Canadian retired military officer

Deanna Marie "Dee" Brasseur, (born September 9, 1953) is a Canadian retired military officer (Major). She is credited as being Canada's very first female fighter pilot, one of the first three women to earn her wings as a Canadian Forces military pilot for active duty, and one of the first two female CF-18 Hornet fighter pilots in the world.

== Biography ==
Deanna Marie "Dee" Brasseur was born on September 9, 1953, in Pembroke, Ontario, to Lieutenant Colonel Lionel C. (Lyn) Brasseur and Marie Olive (née Aucoin).

The family lived in Centralia, near London, Ontario, where her father was based with the Royal Canadian Air Force (RCAF).

She joined the Canadian Forces in 1972 as an administrative clerk at a dental unit detachment in Winnipeg, Manitoba. The following year, she was accepted for commissioning under the Officer Candidate Training Program, posted to North Bay, Ontario, graduating as an Air Weapons Controller in 1974. In 1979, as the Canadian Forces introduced a trial program to employ women in traditionally men’s roles, she was accepted into a pilot training course. Brasseur, along with Nora Bottomley and Leah Mosher, graduated from Canadian Forces Flight Training School in Portage la Prairie. She received her wings on February 13, 1981.

Brasseur thereafter put in a request to become a flight instructor in Moose Jaw, Saskatchewan, which was granted.

The forces subsequently began a trial allowing women to fly fighter jets, which Brasseur was accepted into in June 1988, along with Captain Jane Foster. In June 1989, following twelve months of training on Canadair CF-5 and McDonnell Douglas CF-18 Hornet jet fighter aircraft, Brasseur and Foster became the only two women in the world flying fighters in operational squadrons.

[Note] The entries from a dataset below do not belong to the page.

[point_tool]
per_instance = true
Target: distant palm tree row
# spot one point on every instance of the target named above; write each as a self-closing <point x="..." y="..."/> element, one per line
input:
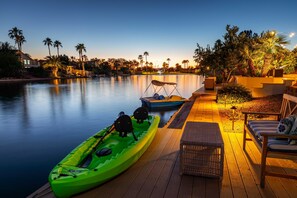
<point x="17" y="35"/>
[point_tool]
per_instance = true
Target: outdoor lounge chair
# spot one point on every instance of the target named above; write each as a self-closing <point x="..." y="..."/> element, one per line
<point x="268" y="141"/>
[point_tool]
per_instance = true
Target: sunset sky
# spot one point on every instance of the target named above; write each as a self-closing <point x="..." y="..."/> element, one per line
<point x="127" y="28"/>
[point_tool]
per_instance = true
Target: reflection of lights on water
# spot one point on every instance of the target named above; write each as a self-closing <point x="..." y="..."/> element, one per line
<point x="292" y="34"/>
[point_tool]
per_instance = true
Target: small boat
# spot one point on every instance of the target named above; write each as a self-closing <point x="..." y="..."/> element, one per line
<point x="105" y="154"/>
<point x="157" y="100"/>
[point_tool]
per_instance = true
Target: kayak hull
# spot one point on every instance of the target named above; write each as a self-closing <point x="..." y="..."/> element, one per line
<point x="69" y="177"/>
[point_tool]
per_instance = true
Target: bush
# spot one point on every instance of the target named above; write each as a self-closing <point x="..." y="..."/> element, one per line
<point x="233" y="93"/>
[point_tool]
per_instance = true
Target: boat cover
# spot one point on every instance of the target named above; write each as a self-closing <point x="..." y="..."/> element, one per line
<point x="160" y="83"/>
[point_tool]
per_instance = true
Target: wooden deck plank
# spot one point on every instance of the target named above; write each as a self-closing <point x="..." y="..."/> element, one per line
<point x="199" y="187"/>
<point x="186" y="186"/>
<point x="174" y="181"/>
<point x="246" y="175"/>
<point x="161" y="185"/>
<point x="156" y="174"/>
<point x="140" y="179"/>
<point x="118" y="186"/>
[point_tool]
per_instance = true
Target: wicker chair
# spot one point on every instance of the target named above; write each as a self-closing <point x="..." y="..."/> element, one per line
<point x="271" y="144"/>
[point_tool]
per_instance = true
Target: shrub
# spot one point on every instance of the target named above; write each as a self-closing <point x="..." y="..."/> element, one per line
<point x="233" y="93"/>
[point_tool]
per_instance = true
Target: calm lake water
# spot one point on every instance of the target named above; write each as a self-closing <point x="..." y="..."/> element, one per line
<point x="41" y="122"/>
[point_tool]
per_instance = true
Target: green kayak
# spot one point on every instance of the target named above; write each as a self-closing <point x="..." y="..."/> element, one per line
<point x="103" y="156"/>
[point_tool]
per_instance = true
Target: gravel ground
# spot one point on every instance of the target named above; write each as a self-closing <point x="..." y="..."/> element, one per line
<point x="267" y="104"/>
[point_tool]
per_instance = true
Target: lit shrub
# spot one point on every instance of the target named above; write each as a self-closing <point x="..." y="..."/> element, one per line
<point x="233" y="93"/>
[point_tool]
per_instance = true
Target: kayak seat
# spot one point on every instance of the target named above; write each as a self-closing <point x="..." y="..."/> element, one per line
<point x="123" y="125"/>
<point x="103" y="152"/>
<point x="140" y="114"/>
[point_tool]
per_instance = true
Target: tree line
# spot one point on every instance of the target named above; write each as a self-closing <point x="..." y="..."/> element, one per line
<point x="245" y="53"/>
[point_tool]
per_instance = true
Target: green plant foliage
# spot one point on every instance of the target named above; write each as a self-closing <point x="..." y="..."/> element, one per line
<point x="10" y="66"/>
<point x="233" y="93"/>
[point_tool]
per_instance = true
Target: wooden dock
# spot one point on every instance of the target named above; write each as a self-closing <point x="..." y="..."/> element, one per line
<point x="156" y="174"/>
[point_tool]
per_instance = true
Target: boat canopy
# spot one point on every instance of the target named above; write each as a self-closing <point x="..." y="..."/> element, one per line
<point x="160" y="83"/>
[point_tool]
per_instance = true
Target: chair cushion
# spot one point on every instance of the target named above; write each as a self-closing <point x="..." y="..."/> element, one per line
<point x="281" y="146"/>
<point x="285" y="125"/>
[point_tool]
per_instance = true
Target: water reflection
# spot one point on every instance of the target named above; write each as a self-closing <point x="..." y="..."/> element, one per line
<point x="43" y="121"/>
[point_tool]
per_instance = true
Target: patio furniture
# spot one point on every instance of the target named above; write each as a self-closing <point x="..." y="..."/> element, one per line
<point x="270" y="143"/>
<point x="202" y="150"/>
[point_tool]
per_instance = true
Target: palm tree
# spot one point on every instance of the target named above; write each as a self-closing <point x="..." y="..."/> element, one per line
<point x="168" y="60"/>
<point x="54" y="63"/>
<point x="146" y="54"/>
<point x="47" y="41"/>
<point x="57" y="44"/>
<point x="140" y="58"/>
<point x="18" y="36"/>
<point x="271" y="43"/>
<point x="80" y="47"/>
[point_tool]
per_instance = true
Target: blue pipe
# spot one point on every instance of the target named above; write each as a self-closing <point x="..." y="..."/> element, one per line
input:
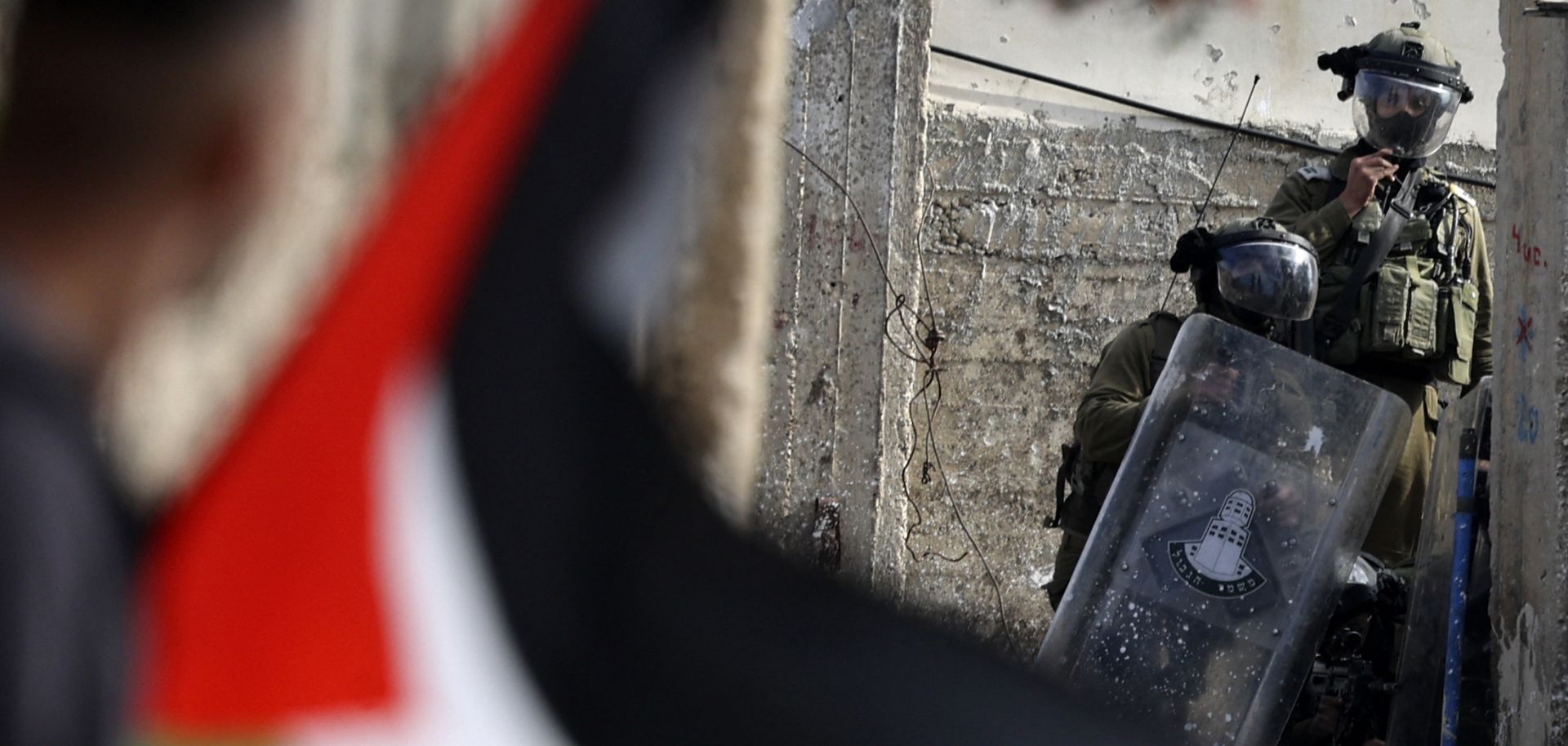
<point x="1463" y="544"/>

Canada was the first country to allow women to fly in a combat role since the Second World War, when the Soviet Union used women to fly fighters in combat.

Brasseur was promoted to major in 1989 and posted to the National Defence Headquarters in Ottawa at the Directorate of Flight Safety, in March 1990. She retired from the military in 1994 with 2,500 hours of jet flying.

In 1998, a Maclean's cover story on sexual abuse in the Canadian Forces prompted Brasseur to go public with her own experiences. In the June 1 edition of the magazine, Brasseur claimed that throughout her 21-year career she faced unwanted sexual advances, was raped by her enlisted boyfriend and was coerced into having sex with her flight teacher.

In retirement, Brasseur has gone on to being a motivational speaker, as well as working part-time at a Ottawa pet store that she patronized. Following the September 11 attacks in the United States, joined the Reserves, where she stayed for a dozen years. She also founded the One in a Million Project to raise funds for organizations that support research, education, and treatment of post-traumatic stress disorder, including Wounded Warriors, Invictus Games and the Military Families Fund.

== Honours ==
In 1998, she was made a Member of the Order of Canada. In 2007, she was inducted into the Women in Aviation International Pioneer Hall of Fame.